Here's the code i use to divide a given task requiring num_threads into block and grid. Yes, you might end up launching to many blocks (but only very few) and you will probably end up having more actual threads than required, but it's easy and efficient this way. See the second code example below for my simple in-kernel boundary check.
PS: I always have block_size == 128 because it has been a good tradeoff between multicore occupancy, register usage, shared memory requirements and coalescent access for all of my kernels.
Code to calculate a good grid size (host):
#define GRID_SIZE 65535
//calculate grid size (store result in grid/block)

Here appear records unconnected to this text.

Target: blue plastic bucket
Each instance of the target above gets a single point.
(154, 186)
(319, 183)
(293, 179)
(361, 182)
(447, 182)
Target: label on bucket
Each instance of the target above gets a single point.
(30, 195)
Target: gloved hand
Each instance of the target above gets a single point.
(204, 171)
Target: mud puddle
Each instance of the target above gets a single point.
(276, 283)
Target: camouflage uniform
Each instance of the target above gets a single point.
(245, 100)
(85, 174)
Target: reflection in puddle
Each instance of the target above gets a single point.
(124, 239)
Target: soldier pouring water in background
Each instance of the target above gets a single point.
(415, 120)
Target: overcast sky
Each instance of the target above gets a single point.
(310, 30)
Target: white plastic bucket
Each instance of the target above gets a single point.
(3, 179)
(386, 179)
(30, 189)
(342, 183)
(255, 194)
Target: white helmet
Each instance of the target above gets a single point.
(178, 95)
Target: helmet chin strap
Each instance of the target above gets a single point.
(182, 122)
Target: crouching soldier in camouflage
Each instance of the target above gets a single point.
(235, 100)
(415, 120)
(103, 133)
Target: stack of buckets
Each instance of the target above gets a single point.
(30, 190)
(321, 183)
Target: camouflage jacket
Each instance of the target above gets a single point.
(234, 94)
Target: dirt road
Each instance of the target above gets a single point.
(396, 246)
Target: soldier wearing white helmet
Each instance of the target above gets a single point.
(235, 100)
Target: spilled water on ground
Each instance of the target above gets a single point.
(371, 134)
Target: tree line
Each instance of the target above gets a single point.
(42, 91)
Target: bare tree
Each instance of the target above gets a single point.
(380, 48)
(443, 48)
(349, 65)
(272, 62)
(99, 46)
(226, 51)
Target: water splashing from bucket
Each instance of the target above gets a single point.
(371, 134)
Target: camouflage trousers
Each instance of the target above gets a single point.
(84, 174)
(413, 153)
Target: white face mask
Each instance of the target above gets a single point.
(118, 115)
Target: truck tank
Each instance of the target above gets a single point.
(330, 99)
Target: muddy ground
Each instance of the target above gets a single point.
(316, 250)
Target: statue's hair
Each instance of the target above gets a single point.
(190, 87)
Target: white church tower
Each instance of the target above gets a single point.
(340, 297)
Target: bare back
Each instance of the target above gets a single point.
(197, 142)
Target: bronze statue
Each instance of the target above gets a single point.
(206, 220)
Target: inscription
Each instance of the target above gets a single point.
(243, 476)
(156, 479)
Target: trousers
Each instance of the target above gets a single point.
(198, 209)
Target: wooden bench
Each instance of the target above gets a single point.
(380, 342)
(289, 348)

void kernelUtilCalcGridSize(unsigned int num_threads, unsigned int block_size, dim3* grid, dim3* block) {
//block
block->x = block_size;
block->y = 1;
block->z = 1;
//number of blocks
unsigned int num_blocks = kernelUtilCeilDiv(num_threads, block_size);
unsigned int total_threads = num_blocks * block_size;
assert(total_threads >= num_threads);
//calculate grid size
unsigned int gy = kernelUtilCeilDiv(num_blocks, GRID_SIZE);
unsigned int gx = kernelUtilCeilDiv(num_blocks, gy);
unsigned int total_blocks = gx * gy;
assert(total_blocks >= num_blocks);
//grid
grid->x = gx;
grid->y = gy;
grid->z = 1;
}
//ceil division (rounding up)
unsigned int kernelUtilCeilDiv(unsigned int numerator, unsigned int denominator) {
return (numerator + denominator - 1) / denominator;
}
Code to calculate the unique thread id and check boundaries (device):
//some kernel
__global__ void kernelFoo(unsigned int num_threads, ...) {
//calculate unique id
const unsigned int thread_id = threadIdx.x;
const unsigned int block_id = blockIdx.x + blockIdx.y * gridDim.x;
const unsigned int unique_id = thread_id + block_id * blockDim.x;
//check range
if (unique_id >= num_threads) return;
//do the actual work
...
}
I don't think that's a lot of effort/registers/lines-of-code to check for correctness.